In den knapp anderthalb Stunden, die ich gespielt habe, hat es Pneuma immer geschafft, den Rätseln ein neues Element abzutrotzen, bevor sie anfingen, sich zu wiederholen, und der Gott redet auch nicht ununterbrochen, sondern spult mit jeder neuen Aufgabe seinen Spruch ab und gibt dann Ruhe, während man heumrätselt. Nicht, dass man die Kommentare bräuchte, um voranzukommen, und wer den Gott nicht mag, kann getrost den Ton ausstellen – für mich gehört er zum Spiel einfach dazu, und die wirklich sehr hohe sprachliche Qualität entschädigt für die ziemlich altbackenen Graphiken. Normalerweise nehme ich Spielen nicht übel, wenn sie Graphisch hinter dem State of the Art zurückbleiben – vor allem, wenn es sich um Rätsel handelt, bei denen es auf perfekte Schattierung, Fotorealismus und Detailreichtum nicht ankommt. Bei Pneuma hätte ich aus einem anderen Grund ein graphisches Bonbon erwartet: Das Spiel ist riesengroß.

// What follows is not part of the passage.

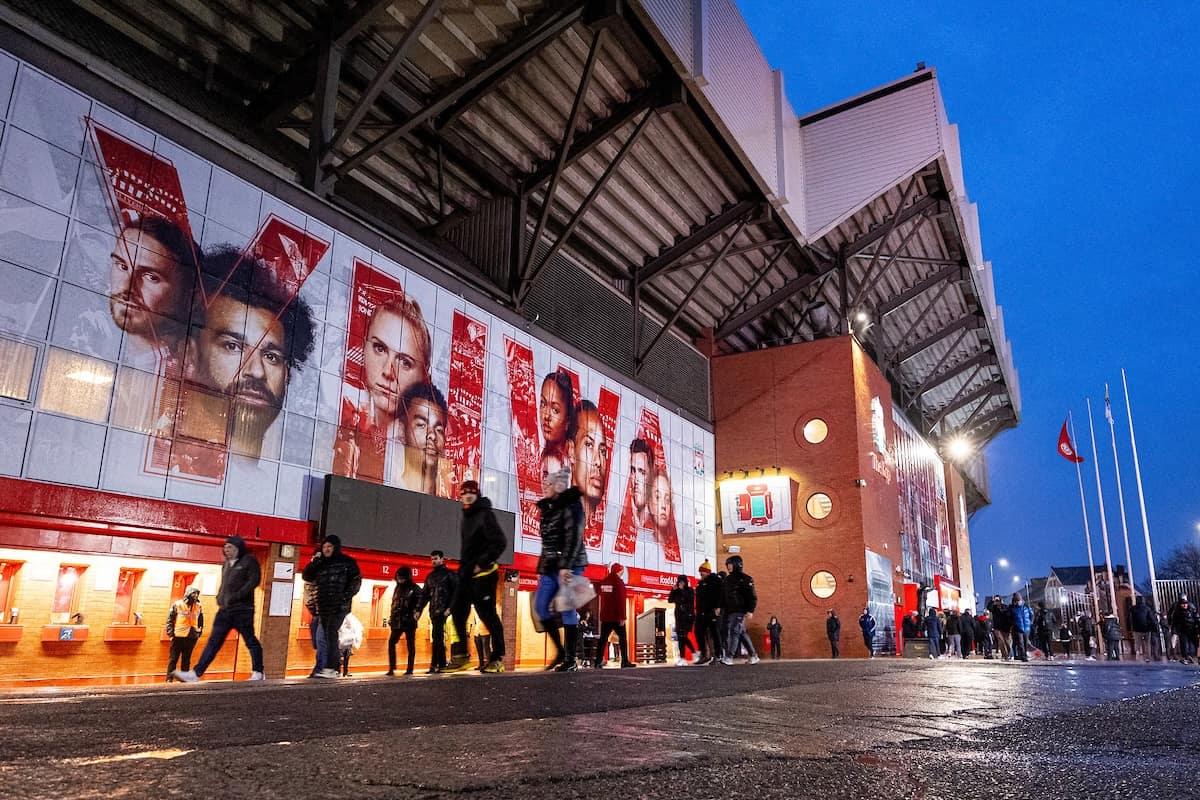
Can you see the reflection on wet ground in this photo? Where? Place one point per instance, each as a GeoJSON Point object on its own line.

Für eine durchschnittliche Spielzeit von irgendwas zwischen vier und fünf Stunden kommt Pneuma auf nicht weniger als elfeinhalb Gigabyte an Daten, ohne zu verraten, was es damit macht. Die Audiodateien werden es wohl nicht sein, und die Graphiken sehen auch eher sparsam aus – das Spiel ist eine umgekehrte Tardis und von außen viel größer als von innen. Und auch wenn die Zeiten vorbei sind, als ich irgendwie nochmal sechzehn Megabyte freischaufeln musste, um auf meinem 486er noch ein Spiel mehr ans Laufen zu bringen, habe ich auch auf meine Zwei-Terrabyte-Platte nicht unendlich viel Platz. Im Gegenteil, das Ding ist so gut wie voll, und dabei habe ich noch nicht mal alle Spiele, die ich gern zur Verfügung hätte, installieren können. In der Theorie installiere ich alles, was ich habe, und schmeiße es runter, wenn es durchgespielt ist. In der Praxis habe ich zig Spiele, die nicht mehr auf die (Steam-exklusive) Platte passen.
Und so bin ich überhaupt erst darauf gekommen, Pneuma zu spielen: Ich habe mit windirstat geschaut, welche Steam-Spiele den meisten Platz wegnehmen, und das dann in Relation zur Spielzeit gebracht. Die Aussicht, mit nur fünf Stunden Zeitaufwand über elf Gigabyte freischaufeln zu können, ist ein ungeheures Zeit-Schnäppchen – auch wenn es schon irgendwie tragisch ist, Spiele wie Arbeit, die es zu erledigen gibt, zu betrachten, und sich mit einer Deinstallation für einen abgehakten Listenpunkt zu bedanken, nur um den freigewordenen Platz gleich mit neue Spielen zu füllen. Da wird Gaming zur Sisyphos-Arbeit. Aber ich muss sagen, meine anderthalb Stunden mit Pneuma – in denen ich die ersten zweinhalb von sechs Kapiteln durchgespielt habe – waren ausgsprochen kurzweilig, amüsant, und es hat Spaß gemacht, die Umgebung mal sprichtwörtlich mit anderen Augen zu betrachten. Now you see me, now you don’t … Gerne mehr davon!